There are various vendor definition of SASE (Secure Access Service Edge). Cisco defines it as “Secure access service edge combines networking and security functions in the cloud to deliver seamless, secure access to applications, anywhere users work.” Although Cisco did not focus on SASE in these announcements the distributed nature of a service based architecture means that the service edge, if it exists at all, is highly complex and hence will be increasingly difficult to manage and secure.
Opinion
Cisco has correctly identified some of the key challenges from the hybrid IT delivery model that is now commonplace in organizations.
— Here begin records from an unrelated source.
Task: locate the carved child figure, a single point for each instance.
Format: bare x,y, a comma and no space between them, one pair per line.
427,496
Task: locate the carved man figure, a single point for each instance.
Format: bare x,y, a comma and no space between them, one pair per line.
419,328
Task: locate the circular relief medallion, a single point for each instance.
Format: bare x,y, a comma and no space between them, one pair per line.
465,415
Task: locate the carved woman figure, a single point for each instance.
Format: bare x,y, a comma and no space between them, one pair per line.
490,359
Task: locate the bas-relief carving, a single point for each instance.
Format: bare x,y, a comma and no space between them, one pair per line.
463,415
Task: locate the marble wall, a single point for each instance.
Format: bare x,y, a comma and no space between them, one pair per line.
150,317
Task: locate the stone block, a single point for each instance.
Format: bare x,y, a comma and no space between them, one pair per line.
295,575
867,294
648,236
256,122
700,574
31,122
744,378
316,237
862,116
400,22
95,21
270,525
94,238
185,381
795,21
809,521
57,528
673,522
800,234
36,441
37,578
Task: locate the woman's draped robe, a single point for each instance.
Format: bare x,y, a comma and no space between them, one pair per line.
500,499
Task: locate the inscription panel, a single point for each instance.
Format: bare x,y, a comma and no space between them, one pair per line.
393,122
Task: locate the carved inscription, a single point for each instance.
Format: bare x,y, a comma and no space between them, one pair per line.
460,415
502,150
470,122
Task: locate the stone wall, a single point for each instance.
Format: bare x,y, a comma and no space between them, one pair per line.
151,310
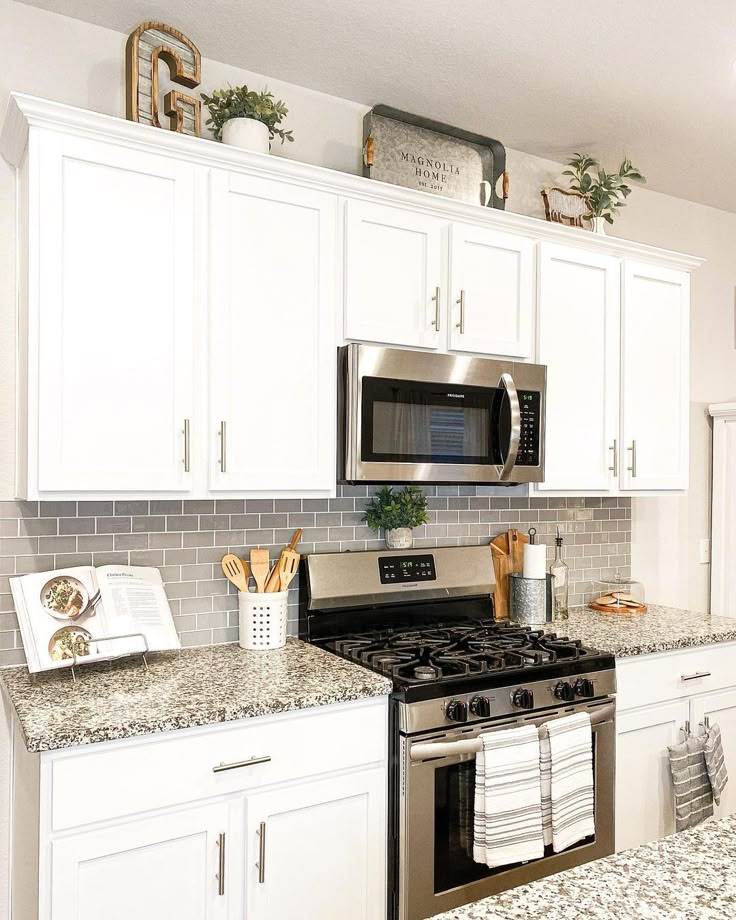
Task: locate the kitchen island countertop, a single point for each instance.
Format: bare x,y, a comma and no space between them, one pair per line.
688,876
660,629
181,689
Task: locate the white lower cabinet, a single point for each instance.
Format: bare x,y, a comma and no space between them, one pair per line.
658,695
268,826
317,851
168,866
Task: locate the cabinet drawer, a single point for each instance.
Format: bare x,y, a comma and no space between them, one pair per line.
129,777
672,675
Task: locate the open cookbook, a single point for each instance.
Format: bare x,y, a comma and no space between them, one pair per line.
77,614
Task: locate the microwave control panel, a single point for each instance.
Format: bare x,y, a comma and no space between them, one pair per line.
396,569
530,403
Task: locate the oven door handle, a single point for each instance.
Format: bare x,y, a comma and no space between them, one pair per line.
431,750
507,382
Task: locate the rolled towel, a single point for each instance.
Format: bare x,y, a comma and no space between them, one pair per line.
571,779
508,771
693,794
715,763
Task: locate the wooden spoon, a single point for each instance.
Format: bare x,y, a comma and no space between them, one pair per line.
236,571
259,568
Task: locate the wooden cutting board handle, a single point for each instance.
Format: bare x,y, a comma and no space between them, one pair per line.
507,550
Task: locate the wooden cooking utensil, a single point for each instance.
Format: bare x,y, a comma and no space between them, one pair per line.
259,568
507,550
288,567
236,571
274,579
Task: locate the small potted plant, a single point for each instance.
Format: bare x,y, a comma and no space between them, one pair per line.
604,192
244,118
397,513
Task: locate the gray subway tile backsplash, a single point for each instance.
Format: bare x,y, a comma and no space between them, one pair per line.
186,539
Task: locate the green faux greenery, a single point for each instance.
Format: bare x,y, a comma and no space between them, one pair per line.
389,509
241,102
604,192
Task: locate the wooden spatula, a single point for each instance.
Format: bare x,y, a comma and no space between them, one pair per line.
259,568
236,571
288,567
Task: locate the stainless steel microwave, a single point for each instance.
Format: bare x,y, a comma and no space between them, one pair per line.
410,416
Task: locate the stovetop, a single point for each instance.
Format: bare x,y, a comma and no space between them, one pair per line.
445,658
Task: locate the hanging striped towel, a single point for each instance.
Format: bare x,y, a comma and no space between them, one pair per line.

A common approach to managing and securing the heterogeneous components of this infrastructure is a major headache.
However, UCS adds yet another flavour to an already crowded field and Cisco Intersight depends upon the use of UCS. Organizations need to consider UCS in the context of the wider market including vendors such as VMware, popular open-source solutions such as OpenStack, other hyperconverged infrastructure products, as well as emerging hybrid IT management tools from the major cloud vendors.
In contrast Cisco have correctly identified the network is a critical element of hybrid deployments and that it has the potential to become the major performance and security concern for modernised application architectures. In this context their ThousandEyes platform is very relevant to the governance of networks in a service-oriented hybrid architecture.